Reprenant la balle au bond, Mélanie Joly s’est elle aussi engagée lors du débat à contester en justice le projet de charte et à tout faire pour en exclure Montréal.

 

Les deux autres candidats à la mairie, Richard Bergeron et Marcel Côté, ont fait preuve de plus de retenue, préférant attendre de voir comment le débat évoluera avant de décider s’ils utiliseront la voie des tribunaux dans ce dossier. Dès l’annonce du projet de charte par le ministre Bernard Drainville au début du mois de septembre, les quatre candidats à la mairie s’y sont unanimement opposés.

 

Quatre approches

 

Sans permettre de désigner un vainqueur, le premier débat télévisé diffusé sur les ondes de Radio-Canada a permis de constater certaines divergences de points de vue, mais aussi d’observer l’approche préconisée par chacun des candidats.

 

Conforté par les résultats d’un sondage le plaçant en tête dans la course à la mairie, Denis Coderre est apparu sûr de lui et s’est présenté comme un candidat d’expérience. Il a évité à quelques reprises de détailler ses promesses, préférant y aller de phrases imagées. « Il faut juste s’assurer que la main gauche sait ce que la main droite fait », a-t-il par exemple répondu à une question au sujet du partage de la gestion de travaux avec les arrondissements de la métropole.

 

Richard Bergeron a mis en avant sa connaissance des dossiers montréalais, acquise sur les bancs de l’opposition au cours des huit dernières années, tandis que Marcel Côté a une fois de plus insisté sur sa « compétence » et son « expérience ». Mélanie Joly a quant à elle semblé vouloir tirer son épingle du jeu en attaquant à plusieurs reprises ses adversaires, et tout particulièrement Denis Coderre. Elle a notamment remis en question l’intégrité de son parti.

 

Points de vue différents

 

Comme lors des débats précédents, plusieurs enjeux ont fait consensus parmi les principaux candidats à la mairie. Tous s’entendent pour défendre le statut francophone de la métropole, faciliter l’accession à la propriété pour les familles, s’attaquer au problème de l’itinérance ou encore bonifier le réseau de pistes cyclables.

 

Au sujet de la gestion du déneigement toutefois, des points de vue différents s’affrontent. Richard Bergeron souhaite que le déneigement actuellement géré par les arrondissements soit désormais sous la responsabilité de la ville-centre. Il entend soumettre cette idée à l’Office de consultation publique de Montréal s’il est élu. « Le temps n’est pas à la réflexion », a répondu M. Coderre, qui préfère améliorer l’efficacité des services. Mélanie Joly abonde dans le sens de M. Bergeron, alors que M. Côté souhaite lui aussi « améliorer la gestion » avant de réformer les structures existantes.

 

Le chef de Coalition Montréal voit les choses autrement en ce qui concerne la haute fonction publique à la Ville de Montréal.
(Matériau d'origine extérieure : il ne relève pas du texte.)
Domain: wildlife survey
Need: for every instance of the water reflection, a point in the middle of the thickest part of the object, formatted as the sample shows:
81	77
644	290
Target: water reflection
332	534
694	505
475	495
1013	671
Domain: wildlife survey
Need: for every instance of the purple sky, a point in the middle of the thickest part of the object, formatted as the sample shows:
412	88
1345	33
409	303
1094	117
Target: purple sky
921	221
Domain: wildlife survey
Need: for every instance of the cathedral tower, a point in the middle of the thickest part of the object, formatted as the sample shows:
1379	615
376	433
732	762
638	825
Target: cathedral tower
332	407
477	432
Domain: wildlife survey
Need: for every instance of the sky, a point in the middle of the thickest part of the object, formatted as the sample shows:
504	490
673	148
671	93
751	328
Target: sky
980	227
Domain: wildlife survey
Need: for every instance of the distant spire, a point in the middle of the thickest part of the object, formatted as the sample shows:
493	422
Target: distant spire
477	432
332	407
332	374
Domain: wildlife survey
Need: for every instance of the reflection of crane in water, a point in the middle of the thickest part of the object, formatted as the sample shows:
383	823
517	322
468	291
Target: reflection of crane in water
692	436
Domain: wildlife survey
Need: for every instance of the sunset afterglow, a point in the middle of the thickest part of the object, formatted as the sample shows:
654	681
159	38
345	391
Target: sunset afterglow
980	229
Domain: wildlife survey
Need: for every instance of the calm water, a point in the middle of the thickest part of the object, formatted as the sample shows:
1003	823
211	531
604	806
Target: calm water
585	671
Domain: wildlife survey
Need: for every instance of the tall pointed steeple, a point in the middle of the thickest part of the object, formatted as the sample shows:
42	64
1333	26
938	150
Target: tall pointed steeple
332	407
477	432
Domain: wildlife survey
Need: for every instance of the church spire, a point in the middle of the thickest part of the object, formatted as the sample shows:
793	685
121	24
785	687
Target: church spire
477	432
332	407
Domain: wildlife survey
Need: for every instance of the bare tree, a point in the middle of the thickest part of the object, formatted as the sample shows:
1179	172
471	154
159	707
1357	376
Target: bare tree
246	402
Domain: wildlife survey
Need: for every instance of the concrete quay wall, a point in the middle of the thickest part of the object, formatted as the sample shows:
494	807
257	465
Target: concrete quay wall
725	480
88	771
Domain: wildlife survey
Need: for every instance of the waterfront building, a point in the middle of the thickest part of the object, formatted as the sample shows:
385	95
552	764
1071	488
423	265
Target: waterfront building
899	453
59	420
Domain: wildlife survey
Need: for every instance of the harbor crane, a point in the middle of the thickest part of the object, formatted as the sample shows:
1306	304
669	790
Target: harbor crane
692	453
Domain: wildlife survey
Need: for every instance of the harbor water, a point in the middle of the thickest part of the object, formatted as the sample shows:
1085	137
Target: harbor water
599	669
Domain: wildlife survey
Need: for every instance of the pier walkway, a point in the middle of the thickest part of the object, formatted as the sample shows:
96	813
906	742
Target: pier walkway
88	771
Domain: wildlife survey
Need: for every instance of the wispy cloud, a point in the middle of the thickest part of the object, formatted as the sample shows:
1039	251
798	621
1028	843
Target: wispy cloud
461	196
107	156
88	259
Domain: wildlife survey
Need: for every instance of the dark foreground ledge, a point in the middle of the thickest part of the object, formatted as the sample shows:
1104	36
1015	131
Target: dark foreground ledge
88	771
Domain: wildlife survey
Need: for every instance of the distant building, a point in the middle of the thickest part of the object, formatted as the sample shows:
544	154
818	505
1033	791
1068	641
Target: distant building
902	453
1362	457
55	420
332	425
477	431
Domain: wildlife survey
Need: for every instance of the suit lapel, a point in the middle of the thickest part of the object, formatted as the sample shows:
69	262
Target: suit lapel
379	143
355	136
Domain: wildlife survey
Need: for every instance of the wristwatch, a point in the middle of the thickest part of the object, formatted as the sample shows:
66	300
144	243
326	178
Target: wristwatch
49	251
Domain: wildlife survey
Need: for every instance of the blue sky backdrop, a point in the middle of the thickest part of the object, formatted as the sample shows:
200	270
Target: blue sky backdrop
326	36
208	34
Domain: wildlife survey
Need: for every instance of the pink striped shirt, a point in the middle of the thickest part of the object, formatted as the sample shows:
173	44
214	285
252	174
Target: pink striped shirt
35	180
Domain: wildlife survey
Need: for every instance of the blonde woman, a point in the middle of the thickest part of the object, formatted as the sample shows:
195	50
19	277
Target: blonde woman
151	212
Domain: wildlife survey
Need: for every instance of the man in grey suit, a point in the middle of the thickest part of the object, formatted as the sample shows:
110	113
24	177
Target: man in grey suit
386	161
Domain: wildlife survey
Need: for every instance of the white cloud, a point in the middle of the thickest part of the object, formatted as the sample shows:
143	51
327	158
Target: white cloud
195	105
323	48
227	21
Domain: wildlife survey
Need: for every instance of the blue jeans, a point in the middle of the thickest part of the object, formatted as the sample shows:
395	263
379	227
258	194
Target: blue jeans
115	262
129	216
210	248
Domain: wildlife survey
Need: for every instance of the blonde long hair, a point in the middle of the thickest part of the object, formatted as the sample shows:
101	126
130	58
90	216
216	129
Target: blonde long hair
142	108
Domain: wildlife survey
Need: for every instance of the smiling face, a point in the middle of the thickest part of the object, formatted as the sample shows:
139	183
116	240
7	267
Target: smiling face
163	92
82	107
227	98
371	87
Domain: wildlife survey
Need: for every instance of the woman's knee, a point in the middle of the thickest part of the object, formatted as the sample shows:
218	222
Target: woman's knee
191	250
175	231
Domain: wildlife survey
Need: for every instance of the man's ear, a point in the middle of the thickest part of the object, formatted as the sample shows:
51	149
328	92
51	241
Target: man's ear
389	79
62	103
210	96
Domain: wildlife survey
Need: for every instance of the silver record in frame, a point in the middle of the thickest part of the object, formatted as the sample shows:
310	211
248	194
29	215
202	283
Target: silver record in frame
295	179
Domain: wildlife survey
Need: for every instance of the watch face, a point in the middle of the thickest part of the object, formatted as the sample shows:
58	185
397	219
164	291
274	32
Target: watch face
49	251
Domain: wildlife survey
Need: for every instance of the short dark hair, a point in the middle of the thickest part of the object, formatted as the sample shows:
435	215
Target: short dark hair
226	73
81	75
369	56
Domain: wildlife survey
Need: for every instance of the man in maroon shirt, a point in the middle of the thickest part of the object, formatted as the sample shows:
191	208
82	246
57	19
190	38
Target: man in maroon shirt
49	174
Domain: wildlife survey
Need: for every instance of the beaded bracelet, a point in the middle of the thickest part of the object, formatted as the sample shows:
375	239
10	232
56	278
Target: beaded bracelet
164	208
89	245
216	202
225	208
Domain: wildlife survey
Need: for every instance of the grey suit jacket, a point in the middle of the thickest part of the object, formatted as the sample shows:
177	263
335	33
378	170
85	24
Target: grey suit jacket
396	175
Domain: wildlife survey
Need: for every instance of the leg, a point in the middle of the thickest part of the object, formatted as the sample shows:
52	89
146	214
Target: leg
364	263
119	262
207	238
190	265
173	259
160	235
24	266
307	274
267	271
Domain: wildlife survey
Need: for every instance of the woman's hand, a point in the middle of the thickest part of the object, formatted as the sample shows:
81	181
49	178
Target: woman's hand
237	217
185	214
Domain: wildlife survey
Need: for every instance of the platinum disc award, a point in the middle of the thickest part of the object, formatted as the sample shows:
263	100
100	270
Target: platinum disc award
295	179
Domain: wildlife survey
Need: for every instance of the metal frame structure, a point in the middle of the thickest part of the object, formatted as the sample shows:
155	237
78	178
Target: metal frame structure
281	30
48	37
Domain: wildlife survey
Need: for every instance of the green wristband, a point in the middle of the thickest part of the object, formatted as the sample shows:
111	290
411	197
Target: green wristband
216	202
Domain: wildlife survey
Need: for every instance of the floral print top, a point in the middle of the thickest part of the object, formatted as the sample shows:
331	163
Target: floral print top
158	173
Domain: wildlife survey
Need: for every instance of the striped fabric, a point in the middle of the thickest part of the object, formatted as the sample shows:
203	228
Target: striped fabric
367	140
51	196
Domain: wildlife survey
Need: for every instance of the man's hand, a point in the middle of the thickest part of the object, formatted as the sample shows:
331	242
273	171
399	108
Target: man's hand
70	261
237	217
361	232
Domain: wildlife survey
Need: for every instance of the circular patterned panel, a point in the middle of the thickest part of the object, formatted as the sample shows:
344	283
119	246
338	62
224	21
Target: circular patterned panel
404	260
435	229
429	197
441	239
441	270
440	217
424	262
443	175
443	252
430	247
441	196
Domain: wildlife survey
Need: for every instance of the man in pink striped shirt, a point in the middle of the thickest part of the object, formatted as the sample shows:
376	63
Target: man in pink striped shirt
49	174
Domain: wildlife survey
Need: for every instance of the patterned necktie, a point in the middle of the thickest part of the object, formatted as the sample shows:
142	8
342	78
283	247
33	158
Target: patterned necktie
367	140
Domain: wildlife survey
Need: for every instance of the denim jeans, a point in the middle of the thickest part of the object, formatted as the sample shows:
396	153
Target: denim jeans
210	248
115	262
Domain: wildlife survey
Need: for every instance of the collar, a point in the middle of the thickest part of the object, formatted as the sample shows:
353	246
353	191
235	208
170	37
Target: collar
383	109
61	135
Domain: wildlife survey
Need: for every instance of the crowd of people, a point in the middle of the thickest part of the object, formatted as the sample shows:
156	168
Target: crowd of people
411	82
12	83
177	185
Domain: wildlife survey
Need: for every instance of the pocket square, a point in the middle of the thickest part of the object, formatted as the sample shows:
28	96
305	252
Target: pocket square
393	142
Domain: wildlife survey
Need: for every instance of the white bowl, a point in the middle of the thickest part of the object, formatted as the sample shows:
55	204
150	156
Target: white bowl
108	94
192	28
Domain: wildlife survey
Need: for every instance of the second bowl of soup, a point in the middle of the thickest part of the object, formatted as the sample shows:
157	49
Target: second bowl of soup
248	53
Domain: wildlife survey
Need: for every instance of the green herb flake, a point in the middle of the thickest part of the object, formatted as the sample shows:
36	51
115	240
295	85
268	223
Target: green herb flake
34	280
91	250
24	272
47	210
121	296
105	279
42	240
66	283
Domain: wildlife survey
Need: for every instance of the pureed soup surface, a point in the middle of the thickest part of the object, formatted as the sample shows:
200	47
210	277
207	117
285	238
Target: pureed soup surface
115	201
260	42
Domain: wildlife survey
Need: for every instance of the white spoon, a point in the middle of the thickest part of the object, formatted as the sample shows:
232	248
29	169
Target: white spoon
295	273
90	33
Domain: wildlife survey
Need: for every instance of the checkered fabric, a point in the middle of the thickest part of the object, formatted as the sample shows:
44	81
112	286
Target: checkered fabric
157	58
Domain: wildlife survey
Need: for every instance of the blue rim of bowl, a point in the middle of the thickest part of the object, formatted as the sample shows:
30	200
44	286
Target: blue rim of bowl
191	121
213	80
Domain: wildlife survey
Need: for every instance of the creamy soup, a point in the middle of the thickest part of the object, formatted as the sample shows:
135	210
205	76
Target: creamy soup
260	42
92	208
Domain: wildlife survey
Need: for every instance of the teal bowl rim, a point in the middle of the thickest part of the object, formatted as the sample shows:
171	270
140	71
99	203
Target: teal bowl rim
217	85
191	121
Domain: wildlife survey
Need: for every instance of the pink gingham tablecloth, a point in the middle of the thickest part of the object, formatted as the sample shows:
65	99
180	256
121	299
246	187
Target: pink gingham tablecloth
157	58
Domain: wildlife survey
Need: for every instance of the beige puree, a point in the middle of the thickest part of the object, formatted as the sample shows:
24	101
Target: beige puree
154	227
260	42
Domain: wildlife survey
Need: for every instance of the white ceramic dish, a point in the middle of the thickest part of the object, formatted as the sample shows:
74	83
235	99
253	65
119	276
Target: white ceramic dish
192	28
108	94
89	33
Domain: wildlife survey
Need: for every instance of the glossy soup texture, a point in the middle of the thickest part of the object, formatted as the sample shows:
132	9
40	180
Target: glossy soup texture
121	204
Il propose de supprimer un emploi de cadre supérieur sur trois, puisqu’à son avis, « le problème des entreprises est toujours en haut ». Cette mesure pourrait représenter la suppression de 100 postes de hauts fonctionnaires sur 300. En point de presse, Richard Bergeron et Denis Coderre ont tour à tour dénigré l’idée de leur adversaire. Ils ont qualifié M. Côté « d’apprenti sorcier », l’accusant selon eux d’« improviser ».

 

Par moments, le débat de mercredi a également fait réagir la centaine de citoyens réunie à la salle Redpath. Lorsque l’animateur Patrice Roy a questionné les candidats au sujet du virage à droite au feu rouge, Denis Coderre a été le seul à vouloir le permettre sur le territoire montréalais. « Je suis contre, a répondu sans hésiter Richard Bergeron, en précisant que Montréal est la seule la ville en Amérique du Nord, avec New York, à interdire le virage à droite au feu rouge. Quand Montréal se trouve dans un club sélect avec New York, j’en suis fier », a-t-il lancé, sous les rires de la foule.